Many economists describe the current environment as “low-hire, low-fire.”
That means companies are not laying off large numbers of workers, but they also are not hiring aggressively.
As a result, unemployment remains historically low, but workers who lose jobs are finding it harder to secure new employment quickly.
Major Companies Continue Workforce Cuts
Several large corporations have announced job cuts in recent months, reflecting ongoing caution across major industries.
Companies including Morgan Stanley, Block, UPS, and Amazon have all reduced staffing as businesses respond to slower economic growth and higher operating costs.

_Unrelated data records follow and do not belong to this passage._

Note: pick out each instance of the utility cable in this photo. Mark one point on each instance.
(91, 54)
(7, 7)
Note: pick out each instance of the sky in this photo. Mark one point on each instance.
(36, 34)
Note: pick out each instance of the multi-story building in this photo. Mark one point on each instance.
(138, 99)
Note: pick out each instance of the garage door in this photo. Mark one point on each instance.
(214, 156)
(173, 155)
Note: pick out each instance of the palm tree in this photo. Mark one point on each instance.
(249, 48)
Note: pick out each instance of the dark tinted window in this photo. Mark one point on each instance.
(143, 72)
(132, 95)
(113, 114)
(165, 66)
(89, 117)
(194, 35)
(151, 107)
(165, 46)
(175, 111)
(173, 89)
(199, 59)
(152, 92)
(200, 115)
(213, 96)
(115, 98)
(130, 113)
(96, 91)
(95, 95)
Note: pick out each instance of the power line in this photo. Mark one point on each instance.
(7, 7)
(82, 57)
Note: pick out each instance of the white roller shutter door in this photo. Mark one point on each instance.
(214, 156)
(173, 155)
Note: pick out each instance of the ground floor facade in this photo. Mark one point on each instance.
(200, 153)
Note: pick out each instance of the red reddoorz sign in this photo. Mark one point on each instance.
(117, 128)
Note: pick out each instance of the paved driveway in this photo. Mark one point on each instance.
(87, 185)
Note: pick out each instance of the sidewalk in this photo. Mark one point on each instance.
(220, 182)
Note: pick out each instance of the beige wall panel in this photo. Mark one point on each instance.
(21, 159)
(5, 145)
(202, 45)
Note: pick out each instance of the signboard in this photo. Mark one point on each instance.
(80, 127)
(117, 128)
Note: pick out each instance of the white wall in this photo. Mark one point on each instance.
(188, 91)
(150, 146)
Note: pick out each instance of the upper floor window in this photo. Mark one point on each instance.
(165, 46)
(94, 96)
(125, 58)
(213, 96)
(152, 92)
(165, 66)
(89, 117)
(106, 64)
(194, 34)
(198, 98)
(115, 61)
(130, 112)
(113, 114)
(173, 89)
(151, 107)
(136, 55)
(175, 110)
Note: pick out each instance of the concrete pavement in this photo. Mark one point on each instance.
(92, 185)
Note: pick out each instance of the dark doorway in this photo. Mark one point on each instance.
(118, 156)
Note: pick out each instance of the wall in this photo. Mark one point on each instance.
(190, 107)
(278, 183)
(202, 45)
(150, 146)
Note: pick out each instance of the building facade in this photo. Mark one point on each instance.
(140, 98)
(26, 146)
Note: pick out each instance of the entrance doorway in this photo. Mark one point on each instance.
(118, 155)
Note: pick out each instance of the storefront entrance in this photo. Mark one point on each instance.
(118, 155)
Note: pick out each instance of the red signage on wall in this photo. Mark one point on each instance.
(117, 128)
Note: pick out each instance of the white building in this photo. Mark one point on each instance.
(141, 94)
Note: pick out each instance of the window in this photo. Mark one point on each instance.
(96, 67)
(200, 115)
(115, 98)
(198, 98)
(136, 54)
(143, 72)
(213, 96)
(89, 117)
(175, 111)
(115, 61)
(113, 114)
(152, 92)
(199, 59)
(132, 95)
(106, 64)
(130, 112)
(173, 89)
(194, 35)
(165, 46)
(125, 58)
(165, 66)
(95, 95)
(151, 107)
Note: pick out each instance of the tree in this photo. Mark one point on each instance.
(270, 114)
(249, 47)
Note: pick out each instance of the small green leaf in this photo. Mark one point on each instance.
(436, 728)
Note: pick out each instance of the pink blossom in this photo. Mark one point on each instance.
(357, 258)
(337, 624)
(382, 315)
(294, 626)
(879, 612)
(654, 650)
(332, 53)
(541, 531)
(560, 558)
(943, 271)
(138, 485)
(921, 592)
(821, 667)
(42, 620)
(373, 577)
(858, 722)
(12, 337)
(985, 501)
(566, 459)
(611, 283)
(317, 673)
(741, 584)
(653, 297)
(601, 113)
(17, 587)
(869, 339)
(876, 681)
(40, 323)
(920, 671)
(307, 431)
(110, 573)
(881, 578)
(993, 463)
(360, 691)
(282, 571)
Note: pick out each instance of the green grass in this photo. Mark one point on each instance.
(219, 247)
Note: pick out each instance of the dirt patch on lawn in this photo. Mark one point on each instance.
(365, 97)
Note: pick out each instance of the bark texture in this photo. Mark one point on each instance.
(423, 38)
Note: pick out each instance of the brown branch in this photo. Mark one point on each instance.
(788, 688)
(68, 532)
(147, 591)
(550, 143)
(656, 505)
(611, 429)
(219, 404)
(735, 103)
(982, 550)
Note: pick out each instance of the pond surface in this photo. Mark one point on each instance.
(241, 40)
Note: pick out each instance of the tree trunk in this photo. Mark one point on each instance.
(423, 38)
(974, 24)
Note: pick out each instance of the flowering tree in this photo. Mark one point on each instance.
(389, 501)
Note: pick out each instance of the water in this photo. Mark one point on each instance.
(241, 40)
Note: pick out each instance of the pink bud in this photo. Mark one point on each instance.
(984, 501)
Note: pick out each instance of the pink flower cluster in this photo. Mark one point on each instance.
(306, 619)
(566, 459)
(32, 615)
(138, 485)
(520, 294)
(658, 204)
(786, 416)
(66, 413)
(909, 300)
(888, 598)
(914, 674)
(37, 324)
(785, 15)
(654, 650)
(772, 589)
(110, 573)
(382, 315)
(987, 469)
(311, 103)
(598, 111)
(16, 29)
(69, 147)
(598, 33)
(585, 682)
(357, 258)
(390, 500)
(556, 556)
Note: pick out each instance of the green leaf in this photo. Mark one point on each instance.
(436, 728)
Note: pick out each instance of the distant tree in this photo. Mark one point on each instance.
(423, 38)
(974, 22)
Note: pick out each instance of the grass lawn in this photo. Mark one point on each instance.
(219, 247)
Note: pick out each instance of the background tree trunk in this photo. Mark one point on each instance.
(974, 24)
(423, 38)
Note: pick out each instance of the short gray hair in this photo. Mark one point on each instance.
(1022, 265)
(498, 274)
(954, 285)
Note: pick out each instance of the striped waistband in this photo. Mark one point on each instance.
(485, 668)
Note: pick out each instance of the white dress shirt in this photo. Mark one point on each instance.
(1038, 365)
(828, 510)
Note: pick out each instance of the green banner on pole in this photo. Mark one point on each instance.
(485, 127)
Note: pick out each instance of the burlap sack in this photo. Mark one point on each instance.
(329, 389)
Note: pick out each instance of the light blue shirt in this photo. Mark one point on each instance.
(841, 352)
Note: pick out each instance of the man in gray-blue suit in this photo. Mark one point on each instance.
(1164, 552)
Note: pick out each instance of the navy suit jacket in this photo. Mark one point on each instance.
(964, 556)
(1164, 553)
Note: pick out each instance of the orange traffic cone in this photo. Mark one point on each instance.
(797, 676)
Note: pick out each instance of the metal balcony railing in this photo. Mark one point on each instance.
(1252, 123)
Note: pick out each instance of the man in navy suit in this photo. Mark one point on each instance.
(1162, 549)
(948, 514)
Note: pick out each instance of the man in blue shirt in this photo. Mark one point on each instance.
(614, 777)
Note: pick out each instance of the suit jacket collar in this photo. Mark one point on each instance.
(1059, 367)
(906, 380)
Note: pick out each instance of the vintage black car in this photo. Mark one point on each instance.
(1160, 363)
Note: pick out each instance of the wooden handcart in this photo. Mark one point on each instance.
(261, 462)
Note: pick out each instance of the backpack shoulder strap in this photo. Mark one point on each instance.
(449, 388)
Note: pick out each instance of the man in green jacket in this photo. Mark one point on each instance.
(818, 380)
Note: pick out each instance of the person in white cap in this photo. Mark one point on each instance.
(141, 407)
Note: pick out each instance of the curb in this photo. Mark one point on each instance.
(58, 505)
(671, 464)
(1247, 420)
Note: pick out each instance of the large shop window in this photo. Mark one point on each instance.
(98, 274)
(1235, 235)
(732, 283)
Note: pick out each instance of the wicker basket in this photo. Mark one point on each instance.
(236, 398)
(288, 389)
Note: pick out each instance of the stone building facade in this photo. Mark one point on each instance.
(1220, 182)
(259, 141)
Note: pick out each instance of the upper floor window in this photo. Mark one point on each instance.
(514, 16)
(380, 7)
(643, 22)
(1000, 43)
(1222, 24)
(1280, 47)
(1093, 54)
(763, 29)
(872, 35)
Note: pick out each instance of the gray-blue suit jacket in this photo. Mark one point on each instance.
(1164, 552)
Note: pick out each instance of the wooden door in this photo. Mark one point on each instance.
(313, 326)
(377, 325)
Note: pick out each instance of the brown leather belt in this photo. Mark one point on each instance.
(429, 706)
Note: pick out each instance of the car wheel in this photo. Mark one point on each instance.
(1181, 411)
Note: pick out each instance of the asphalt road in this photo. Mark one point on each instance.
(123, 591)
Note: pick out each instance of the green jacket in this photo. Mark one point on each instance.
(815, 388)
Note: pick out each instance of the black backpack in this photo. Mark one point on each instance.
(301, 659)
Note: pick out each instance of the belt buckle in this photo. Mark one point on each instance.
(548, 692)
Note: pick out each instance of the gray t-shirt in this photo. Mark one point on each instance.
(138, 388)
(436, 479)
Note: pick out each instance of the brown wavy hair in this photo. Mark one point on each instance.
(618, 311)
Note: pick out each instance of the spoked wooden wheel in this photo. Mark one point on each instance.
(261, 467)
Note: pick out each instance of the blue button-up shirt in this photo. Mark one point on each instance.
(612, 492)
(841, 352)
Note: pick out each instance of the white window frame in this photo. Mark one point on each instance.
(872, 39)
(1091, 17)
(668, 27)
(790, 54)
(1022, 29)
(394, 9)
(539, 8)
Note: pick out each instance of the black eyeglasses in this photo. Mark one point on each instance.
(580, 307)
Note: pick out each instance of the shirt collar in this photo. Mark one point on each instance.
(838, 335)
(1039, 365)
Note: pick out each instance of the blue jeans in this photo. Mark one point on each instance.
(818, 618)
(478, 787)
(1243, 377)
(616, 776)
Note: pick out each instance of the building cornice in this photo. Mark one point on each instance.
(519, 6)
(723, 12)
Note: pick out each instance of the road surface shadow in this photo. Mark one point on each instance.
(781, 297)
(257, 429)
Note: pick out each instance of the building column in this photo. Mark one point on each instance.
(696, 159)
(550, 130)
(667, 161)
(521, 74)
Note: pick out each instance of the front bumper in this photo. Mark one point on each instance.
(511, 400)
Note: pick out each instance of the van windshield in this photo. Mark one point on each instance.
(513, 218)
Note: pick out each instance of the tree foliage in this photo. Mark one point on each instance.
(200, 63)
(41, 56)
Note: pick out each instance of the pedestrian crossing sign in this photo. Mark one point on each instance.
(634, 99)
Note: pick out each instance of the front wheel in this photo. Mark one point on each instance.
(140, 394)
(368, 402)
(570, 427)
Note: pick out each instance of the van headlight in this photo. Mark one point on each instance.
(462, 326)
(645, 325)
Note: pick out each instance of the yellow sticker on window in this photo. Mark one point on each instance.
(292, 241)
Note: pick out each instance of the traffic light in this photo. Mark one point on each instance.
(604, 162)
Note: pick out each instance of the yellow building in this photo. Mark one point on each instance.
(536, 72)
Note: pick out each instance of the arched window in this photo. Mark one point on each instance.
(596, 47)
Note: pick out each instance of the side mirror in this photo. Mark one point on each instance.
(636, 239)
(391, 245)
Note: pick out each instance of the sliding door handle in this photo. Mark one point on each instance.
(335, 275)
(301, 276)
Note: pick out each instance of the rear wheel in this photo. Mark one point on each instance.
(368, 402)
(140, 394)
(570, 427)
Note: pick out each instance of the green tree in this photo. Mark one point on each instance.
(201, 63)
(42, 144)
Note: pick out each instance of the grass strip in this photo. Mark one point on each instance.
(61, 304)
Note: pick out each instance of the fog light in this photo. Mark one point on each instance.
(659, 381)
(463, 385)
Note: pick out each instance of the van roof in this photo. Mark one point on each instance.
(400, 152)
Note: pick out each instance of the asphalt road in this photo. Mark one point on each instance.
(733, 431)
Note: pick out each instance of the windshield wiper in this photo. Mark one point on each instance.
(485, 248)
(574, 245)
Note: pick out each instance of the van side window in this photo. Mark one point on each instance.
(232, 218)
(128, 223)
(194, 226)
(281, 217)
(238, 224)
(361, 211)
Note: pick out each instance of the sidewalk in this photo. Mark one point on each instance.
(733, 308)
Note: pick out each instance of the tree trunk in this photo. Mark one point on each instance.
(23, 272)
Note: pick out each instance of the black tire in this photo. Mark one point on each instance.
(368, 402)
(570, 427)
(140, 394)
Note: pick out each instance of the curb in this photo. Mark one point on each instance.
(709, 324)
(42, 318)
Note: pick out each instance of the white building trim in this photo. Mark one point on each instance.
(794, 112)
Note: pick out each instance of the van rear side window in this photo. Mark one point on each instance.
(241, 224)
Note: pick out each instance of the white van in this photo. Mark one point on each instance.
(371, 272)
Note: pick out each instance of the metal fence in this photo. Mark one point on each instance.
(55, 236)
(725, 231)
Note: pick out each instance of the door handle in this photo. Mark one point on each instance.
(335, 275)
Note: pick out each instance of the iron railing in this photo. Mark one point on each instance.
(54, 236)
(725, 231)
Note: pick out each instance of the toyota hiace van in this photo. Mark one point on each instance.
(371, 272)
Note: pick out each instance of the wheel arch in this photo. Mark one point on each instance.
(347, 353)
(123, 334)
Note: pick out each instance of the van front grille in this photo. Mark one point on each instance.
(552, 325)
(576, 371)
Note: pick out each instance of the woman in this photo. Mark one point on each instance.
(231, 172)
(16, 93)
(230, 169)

Hiring also slowed significantly during 2025, partly due to President Donald Trump’s shifting tariff policies, reductions in the federal workforce, and the long-term effects of high interest rates.
According to FactSet, employers added fewer than 200,000 jobs last year compared with roughly 1.5 million jobs in 2024.
That sharp slowdown highlights the cooling pace of labor market expansion.
Continuing Claims Also Move Higher
The Labor Department’s latest report also showed that the four-week moving average of unemployment claims — which smooths out weekly fluctuations — rose by 750 to 210,750.
That rise suggests some unemployed workers are taking longer to find new jobs, even if layoffs remain relatively low.
The broader picture shows a labor market that is still healthy by historical standards, but increasingly under pressure from inflation, global conflict, and slower hiring.
As the Fed prepares for its next move, the coming weeks may reveal whether the economy can maintain that balance — or whether cracks begin to widen.